Due to the relatively low scattering power of hydrogen atoms (which arises from the lack of any core electron density), it is difficult to define the positions and thermal parameters for hydrogen atoms using X-ray diffraction data alone. Therefore, for a long time constraints and restraints on both position and isotropic displacement parameters (most commonly elongation of X—H bond lengths to standard neutron values and the `riding' approximation) were used during refinements. Current quantum crystallography methods like HAR and TAAM enable us to precisely find positions of hydrogen atoms, even in the case of strong hydrogen bonds or for hydrogen atoms bonded to transition metals. Unfortunately, hydrogen atom ADPs purely from diffraction data are difficult to capture even with HAR – in many cases they are elongated in one direction, sometimes non-positive definite. Despite this obstacle, the positions of hydrogen atoms can be found accurately, even when using an isotropic displacement parameters for the hydrogen atoms. On the contrary, for more accurate calculations of properties of charge density distribution, particularly when employing a multipole model or refining the wavefunction constrained by X-ray data (Jayatilaka & Grimwood, 2001 ), it is essential to correct the X—H bond distances and apply ADPs for hydrogen atoms during the refinement process (Hoser et al., 2009 ; Madsen et al., 2004 ; Malaspina et al., 2020 ). Hydrogen ADPs can be obtained via theoretical calculations, or from the SHADE server or normal-mode refinement, as described below.

9.1. The SHADE approach

It is possible to analyse the vibrational motion of hydrogen atoms in a similar vein as the statistical analysis of X—H bond lengths derived from neutron diffraction studies found in International tables for crystallography Volume C (Allen et al., 2006 ). When the total atomic mean square displacement tensor U has been determined from neutron diffraction experiments, and the rigid molecular motion U_rigid has been determined from a rigid-body analysis of the non-hydrogen ADPs, it becomes possible to get an estimate of the internal motion of the hydrogen atoms:

$[U_{\rm internal} = U_{\rm total} - U_{\rm rigid}. \eqno (9)]$

It was noted by Johnson (1970 $[Johnson, C. K. (1970). Thermal neutron diffraction, edited by B. T. M. Willis, pp. 132-160. Oxford University Press.]$ ) that the mean square displacements derived from U_internal of hydrogen atoms were in good agreement with spectroscopic information, showing systematic trends corresponding to the functional group that hydrogen was part of. Similar observations were made by Craven and co-workers in the analysis of several systems (Gao et al., 1994 ; Kampermann et al., 1995 ; Luo et al., 1996 ; Weber et al., 1991 ). The internal torsional motion of a range of librating groups – including methyl, carboxyl and amino – was also thoroughly investigated by Trueblood & Dunitz (1983) based on more than 125 neutron diffraction studies of molecular crystals from the literature.

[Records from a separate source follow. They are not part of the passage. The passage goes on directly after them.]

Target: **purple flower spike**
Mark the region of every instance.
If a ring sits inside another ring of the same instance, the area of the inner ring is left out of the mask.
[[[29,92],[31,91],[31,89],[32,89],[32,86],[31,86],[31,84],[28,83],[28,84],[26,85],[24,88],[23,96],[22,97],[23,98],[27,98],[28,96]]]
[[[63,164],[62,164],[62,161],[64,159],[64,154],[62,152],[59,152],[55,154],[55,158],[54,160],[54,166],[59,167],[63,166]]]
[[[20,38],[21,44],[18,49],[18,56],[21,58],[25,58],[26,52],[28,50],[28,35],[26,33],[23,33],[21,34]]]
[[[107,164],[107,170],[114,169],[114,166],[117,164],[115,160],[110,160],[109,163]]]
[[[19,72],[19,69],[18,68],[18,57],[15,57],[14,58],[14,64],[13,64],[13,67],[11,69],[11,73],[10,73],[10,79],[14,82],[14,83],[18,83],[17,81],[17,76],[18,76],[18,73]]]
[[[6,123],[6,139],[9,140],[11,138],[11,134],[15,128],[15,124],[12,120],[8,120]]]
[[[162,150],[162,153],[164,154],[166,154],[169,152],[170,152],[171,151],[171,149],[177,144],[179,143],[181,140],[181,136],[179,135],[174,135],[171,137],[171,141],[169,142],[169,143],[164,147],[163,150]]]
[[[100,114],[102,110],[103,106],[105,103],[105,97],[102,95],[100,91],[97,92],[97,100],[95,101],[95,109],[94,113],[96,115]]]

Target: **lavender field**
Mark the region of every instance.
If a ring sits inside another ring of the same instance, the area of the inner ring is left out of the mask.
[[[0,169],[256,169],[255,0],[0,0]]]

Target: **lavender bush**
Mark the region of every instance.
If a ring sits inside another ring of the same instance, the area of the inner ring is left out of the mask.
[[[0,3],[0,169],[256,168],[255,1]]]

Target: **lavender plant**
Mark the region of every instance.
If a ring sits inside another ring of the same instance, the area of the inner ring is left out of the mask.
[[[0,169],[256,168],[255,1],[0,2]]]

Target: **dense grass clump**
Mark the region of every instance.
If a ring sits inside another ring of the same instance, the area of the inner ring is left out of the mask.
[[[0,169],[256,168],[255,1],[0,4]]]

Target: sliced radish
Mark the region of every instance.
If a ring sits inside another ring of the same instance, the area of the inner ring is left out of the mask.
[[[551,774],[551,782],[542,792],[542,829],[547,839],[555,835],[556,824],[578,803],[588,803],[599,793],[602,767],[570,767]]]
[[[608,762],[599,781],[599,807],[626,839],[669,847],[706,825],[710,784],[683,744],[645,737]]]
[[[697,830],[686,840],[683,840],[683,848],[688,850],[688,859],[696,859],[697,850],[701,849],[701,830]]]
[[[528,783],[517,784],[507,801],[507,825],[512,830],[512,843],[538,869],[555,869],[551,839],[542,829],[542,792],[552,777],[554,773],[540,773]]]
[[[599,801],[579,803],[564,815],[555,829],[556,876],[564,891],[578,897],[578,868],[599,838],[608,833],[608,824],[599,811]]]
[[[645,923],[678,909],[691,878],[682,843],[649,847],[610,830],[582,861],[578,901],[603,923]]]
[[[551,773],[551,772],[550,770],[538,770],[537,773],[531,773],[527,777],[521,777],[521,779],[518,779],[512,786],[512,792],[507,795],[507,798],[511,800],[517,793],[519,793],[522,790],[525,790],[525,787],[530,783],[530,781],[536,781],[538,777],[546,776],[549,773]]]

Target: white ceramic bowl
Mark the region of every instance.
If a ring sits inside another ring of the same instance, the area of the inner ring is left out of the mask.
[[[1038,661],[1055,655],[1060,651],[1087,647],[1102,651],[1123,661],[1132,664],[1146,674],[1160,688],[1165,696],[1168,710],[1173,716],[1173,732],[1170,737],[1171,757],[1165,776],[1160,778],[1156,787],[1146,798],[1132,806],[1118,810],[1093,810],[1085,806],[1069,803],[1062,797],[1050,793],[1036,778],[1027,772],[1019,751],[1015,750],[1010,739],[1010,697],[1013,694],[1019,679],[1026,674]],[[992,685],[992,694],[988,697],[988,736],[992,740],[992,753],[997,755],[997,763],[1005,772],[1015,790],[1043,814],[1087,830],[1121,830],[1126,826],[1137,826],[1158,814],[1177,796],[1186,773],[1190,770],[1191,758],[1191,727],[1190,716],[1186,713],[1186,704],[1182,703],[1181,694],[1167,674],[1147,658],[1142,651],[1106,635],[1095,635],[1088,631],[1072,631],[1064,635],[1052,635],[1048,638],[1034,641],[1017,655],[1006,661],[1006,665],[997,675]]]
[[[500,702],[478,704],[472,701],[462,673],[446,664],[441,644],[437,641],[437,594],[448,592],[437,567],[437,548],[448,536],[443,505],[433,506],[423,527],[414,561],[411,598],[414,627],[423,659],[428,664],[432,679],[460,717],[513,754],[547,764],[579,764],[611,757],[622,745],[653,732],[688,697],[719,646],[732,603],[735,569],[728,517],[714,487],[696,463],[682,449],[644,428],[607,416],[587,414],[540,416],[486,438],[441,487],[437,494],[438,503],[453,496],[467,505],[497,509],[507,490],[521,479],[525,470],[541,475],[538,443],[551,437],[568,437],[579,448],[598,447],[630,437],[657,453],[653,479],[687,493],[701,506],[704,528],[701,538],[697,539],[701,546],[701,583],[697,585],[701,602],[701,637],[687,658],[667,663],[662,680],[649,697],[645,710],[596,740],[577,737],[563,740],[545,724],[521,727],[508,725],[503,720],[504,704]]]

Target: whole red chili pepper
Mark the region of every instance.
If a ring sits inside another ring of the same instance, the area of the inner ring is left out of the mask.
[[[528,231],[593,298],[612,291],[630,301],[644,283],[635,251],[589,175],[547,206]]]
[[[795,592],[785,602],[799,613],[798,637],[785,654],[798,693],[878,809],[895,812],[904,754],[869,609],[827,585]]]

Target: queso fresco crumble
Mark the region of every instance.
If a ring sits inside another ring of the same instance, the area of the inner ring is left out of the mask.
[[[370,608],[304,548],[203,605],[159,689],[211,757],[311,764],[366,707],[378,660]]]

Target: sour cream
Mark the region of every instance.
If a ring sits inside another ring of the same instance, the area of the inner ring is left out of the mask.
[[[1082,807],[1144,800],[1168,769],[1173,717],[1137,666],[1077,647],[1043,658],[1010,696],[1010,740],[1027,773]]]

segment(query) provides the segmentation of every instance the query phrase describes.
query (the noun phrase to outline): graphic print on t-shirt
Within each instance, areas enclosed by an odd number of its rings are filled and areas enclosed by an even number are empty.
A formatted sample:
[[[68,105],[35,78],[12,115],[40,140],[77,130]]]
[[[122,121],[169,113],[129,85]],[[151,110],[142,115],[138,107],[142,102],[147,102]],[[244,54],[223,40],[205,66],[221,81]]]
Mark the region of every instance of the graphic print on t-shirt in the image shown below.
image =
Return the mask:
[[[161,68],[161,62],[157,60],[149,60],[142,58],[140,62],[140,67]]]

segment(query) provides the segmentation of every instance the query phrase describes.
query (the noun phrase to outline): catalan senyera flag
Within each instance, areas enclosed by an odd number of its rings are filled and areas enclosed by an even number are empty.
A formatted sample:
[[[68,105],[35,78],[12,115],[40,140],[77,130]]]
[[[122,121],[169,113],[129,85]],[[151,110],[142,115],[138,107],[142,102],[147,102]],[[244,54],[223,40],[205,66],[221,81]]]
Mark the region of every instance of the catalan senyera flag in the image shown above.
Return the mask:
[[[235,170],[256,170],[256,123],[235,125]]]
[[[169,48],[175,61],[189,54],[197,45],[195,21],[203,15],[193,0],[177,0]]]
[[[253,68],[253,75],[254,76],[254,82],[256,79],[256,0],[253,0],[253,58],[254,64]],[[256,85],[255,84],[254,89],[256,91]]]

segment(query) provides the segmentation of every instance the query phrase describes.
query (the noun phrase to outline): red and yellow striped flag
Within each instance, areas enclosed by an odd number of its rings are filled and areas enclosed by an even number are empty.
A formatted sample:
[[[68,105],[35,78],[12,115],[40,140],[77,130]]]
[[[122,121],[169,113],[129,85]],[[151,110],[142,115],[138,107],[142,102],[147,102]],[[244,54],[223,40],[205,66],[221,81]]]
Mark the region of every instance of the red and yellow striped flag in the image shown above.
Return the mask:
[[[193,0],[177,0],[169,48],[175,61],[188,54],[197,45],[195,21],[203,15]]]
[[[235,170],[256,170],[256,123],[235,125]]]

Inspired by these results, we analysed a range of neutron structures found in the literature, and the estimates of internal motion were collected in a `library' and later improved and enhanced with more statistical material (Madsen et al., 2003 ; Munshi et al., 2008 ). The present SHADE2 library provides mean values of internal stretch modes as well as in-plane and out-of-plane bending modes for a range of chemical groups involving hydrogen bound to C, N and O. The library forms the basis for assigning ADPs to hydrogen atoms in the SHADE server (Madsen, 2006 ), which allows users to submit a CIF containing the atomic coordinates and the ADPs of the non-hydrogen atoms. The server performs a TLS analysis using the THMA11 program and combines the rigid-body motion with the internal motion obtained from analysis of neutron diffraction data. The SHADE server is available at http://crystallography.if.ku.dk.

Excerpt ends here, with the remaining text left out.